Jika digabungkan dengan banyak contoh pemalsuan lainnya, secara umum dapat dinyatakan bahwa ada beberapa jenis penipuan (khususnya dalam lukisan dan produk seni pada umumnya): Pertama, terutama untuk keuntungan, dengan memanfaatkan nilai karya langka dan banyak dicari (terutama karya klasik). Kedua, beberapa seniman menciptakan karya palsu untuk mendapatkan pengakuan, ketenaran, atau bahkan untuk mengejek mereka yang sebelumnya menolak atau mengabaikan karya mereka. Ketiga, untuk promosi (karena preferensi pribadi, kenalan, atau favoritisme), atau untuk mencemarkan nama baik/merusak reputasi (karena iri hati, cemburu, atau alasan politik , agama, atau rasial). Keempat, tidak disengaja, tetapi jarang terjadi. Misalnya, selama masa magang, beberapa seniman belajar dengan meniru lukisan dengan sangat akurat sehingga seseorang benar-benar membelinya... Ada juga kasus "meniru" banyak karya dan kemudian menciptakan "karya" baru dengan gaya penulis tersebut. Ini disebut plagiarisme gaya. Niat awalnya adalah untuk belajar dan meniru, tetapi jika itu untuk keuntungan dan menyebabkan kerugian yang mengganggu pasar, maka itu masih dapat dianggap sebagai kejahatan.
3. Dari kasus-kasus di atas, dua pelajaran mendasar dapat ditarik: Pertama, sebagian besar seniman yang terlibat dalam penipuan dan penggelapan adalah seniman berbakat, tetapi mereka melakukan kejahatan karena keserakahan akan uang (keinginan akan kekayaan) dan ketenaran (keinginan akan pengakuan).
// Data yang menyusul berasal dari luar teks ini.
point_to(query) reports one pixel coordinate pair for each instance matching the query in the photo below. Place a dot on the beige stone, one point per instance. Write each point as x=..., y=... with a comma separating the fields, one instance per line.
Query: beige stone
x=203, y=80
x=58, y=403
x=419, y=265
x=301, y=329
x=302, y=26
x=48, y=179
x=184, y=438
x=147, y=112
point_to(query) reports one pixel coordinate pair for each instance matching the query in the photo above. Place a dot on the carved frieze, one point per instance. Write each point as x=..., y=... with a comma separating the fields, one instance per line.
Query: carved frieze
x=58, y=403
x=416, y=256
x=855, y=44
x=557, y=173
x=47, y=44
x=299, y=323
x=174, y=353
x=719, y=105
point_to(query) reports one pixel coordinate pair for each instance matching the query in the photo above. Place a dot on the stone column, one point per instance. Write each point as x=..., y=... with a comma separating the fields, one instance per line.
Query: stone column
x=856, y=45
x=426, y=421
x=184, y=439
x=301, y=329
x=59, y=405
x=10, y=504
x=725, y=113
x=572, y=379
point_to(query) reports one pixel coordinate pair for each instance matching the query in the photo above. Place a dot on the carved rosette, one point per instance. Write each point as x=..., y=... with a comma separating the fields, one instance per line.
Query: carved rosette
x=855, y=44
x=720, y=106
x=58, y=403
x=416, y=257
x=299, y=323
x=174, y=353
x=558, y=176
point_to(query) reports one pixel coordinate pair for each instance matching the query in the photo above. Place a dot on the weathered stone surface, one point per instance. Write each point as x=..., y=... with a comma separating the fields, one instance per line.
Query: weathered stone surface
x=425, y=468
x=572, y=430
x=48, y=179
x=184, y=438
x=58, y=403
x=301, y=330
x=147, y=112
Oleh karena itu, pendidikan dan penanaman ideologi politik dan etika sama pentingnya dengan makanan dan air sehari-hari. Kedua, seniman mungkin terampil dan berpengetahuan dalam profesi mereka, tetapi seringkali mereka tidak memahami hukum dan tidak "hidup dan bekerja sesuai dengan konstitusi dan hukum." Sementara itu, dalam masyarakat yang menjunjung tinggi supremasi hukum, pemahaman, penguasaan, dan penerapan hukum bukan hanya fondasi tetapi juga sumber pengetahuan hidup yang penting dalam perilaku dan tindakan. Pelajaran dari negara-negara beradab: Pendidikan hukum bagi semua warga negara adalah cara terbaik untuk mencegah, meminimalkan, dan menghilangkan kejahatan. Hukum adalah fondasi untuk membangun rumah moralitas. Fondasi yang kokoh membuat rumah menjadi kuat, tahan lama, dan tahan terhadap badai, angin, dan perubahan.